Anak-anak menangkap botol air, yang terkadang dilemparkan ke arah mereka dari jendela mobil yang lewat
Anak-anak menangkap botol air, yang terkadang dilemparkan ke arah mereka dari jendela mobil yang lewat

Sayangnya, selama ini masalah Somaliland diabaikan begitu saja. Organisasi bantuan internasional hanya membantu sebagian Somalia, sementara sepenuhnya mengabaikan Somaliland. Seolah-olah mereka tidak ada. Pengabaian seperti itu bisa memakan biaya terlalu banyak - begitu banyak orang akan mati. Orang Somalia di pengungsian dan kamp-kamp pengungsi tidak memiliki cara lain untuk bertahan hidup selain menerima bantuan pemerintah atau kemanusiaan, dan kota-kota seperti Hargeisa, dengan infrastruktur yang terbatas dan pekerjaan yang tersedia, tidak dapat menyediakan puluhan ribu penggembala yatim piatu.

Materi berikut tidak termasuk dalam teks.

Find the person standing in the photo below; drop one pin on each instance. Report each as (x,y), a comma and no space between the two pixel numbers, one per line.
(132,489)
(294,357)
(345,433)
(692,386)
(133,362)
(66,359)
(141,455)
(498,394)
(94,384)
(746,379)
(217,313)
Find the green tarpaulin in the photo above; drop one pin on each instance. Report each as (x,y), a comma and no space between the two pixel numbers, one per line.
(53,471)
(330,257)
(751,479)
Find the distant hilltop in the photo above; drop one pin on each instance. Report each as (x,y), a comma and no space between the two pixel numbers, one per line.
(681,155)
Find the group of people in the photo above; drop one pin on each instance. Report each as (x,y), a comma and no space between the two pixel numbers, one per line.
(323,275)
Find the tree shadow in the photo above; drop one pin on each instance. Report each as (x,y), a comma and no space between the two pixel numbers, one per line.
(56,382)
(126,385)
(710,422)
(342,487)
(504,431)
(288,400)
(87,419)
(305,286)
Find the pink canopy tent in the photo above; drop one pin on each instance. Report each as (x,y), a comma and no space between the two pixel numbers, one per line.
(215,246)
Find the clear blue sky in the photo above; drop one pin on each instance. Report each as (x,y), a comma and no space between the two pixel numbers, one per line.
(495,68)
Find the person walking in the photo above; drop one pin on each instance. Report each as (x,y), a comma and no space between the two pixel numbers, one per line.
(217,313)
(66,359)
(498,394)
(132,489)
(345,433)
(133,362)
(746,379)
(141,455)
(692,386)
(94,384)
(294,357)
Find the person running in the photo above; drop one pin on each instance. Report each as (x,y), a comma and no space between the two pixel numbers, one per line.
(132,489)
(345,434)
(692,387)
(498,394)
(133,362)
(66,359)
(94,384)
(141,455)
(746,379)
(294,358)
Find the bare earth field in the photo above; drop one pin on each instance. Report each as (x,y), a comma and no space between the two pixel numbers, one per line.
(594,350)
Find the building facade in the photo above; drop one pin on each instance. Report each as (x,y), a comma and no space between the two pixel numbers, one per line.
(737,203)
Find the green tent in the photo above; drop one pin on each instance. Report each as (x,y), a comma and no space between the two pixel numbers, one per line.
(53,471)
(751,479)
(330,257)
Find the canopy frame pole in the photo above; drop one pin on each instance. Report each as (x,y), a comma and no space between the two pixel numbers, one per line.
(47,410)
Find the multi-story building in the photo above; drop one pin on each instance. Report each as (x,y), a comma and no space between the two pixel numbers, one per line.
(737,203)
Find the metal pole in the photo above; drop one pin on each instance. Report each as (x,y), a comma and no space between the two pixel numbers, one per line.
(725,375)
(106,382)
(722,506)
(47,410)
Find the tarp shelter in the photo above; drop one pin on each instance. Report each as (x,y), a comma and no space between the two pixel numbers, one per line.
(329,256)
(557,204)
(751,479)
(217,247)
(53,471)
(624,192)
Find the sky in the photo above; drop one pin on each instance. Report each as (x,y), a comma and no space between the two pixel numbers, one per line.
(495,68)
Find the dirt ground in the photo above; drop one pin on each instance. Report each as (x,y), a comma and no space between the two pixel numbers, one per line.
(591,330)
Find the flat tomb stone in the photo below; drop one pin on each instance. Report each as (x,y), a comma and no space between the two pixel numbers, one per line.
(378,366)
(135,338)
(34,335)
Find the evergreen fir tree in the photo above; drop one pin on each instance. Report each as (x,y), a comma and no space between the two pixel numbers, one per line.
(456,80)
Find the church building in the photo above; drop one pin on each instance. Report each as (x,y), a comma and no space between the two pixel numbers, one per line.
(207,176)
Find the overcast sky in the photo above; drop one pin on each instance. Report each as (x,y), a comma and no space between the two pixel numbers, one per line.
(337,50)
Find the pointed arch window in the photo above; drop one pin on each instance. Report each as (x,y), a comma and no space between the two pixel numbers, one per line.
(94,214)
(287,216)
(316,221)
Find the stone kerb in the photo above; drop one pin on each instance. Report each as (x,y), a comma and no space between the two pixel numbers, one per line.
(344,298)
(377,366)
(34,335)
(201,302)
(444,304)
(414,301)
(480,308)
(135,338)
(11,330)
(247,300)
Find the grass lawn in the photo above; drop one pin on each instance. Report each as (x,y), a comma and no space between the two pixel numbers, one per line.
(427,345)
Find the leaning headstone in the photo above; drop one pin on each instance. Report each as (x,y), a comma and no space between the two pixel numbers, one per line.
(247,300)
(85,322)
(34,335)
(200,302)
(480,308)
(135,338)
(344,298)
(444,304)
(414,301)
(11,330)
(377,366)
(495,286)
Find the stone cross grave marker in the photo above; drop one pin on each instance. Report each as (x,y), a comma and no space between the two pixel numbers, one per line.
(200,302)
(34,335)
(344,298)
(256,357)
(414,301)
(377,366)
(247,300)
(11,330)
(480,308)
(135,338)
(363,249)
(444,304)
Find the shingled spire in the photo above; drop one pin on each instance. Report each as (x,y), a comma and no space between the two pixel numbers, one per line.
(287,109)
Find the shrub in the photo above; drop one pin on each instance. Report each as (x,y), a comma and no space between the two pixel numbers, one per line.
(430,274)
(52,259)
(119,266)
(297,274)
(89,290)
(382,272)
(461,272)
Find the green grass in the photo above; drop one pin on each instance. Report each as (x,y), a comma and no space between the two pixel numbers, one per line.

Tapi semuanya bisa sangat berbeda. Somaliland memiliki garis pantai yang panjang dan belum dimanfaatkan, dan dengan manajemen, investasi, dan pelatihan yang lebih baik, mantan penggembala dapat beralih ke penangkapan ikan, misalnya. Orang lain dapat diajari keterampilan yang diperlukan untuk kehidupan perkotaan, seperti menjadi montir atau tukang listrik. Pemerintah dan lembaga bantuan dapat menyalurkan sumber daya ke pemanenan air hujan dengan membeli waduk atau waduk untuk menampung curah hujan di desa-desa. Semua langkah ini tentu akan membutuhkan lebih banyak dana dari organisasi internasional seperti Bank Dunia. Akankah bantuan datang ke negeri yang telah lama menderita ini? Pertanyaannya mungkin retoris…

Perubahan iklim berdampak buruk bagi kehidupan manusia. Sayangnya, banyak kerugian yang disebabkan oleh orang itu sendiri. Baca artikel kami tentang yang hari ini mereka menghancurkan artefak kuno penduduk asli Australia, yang dibuat 46.000 tahun yang lalu.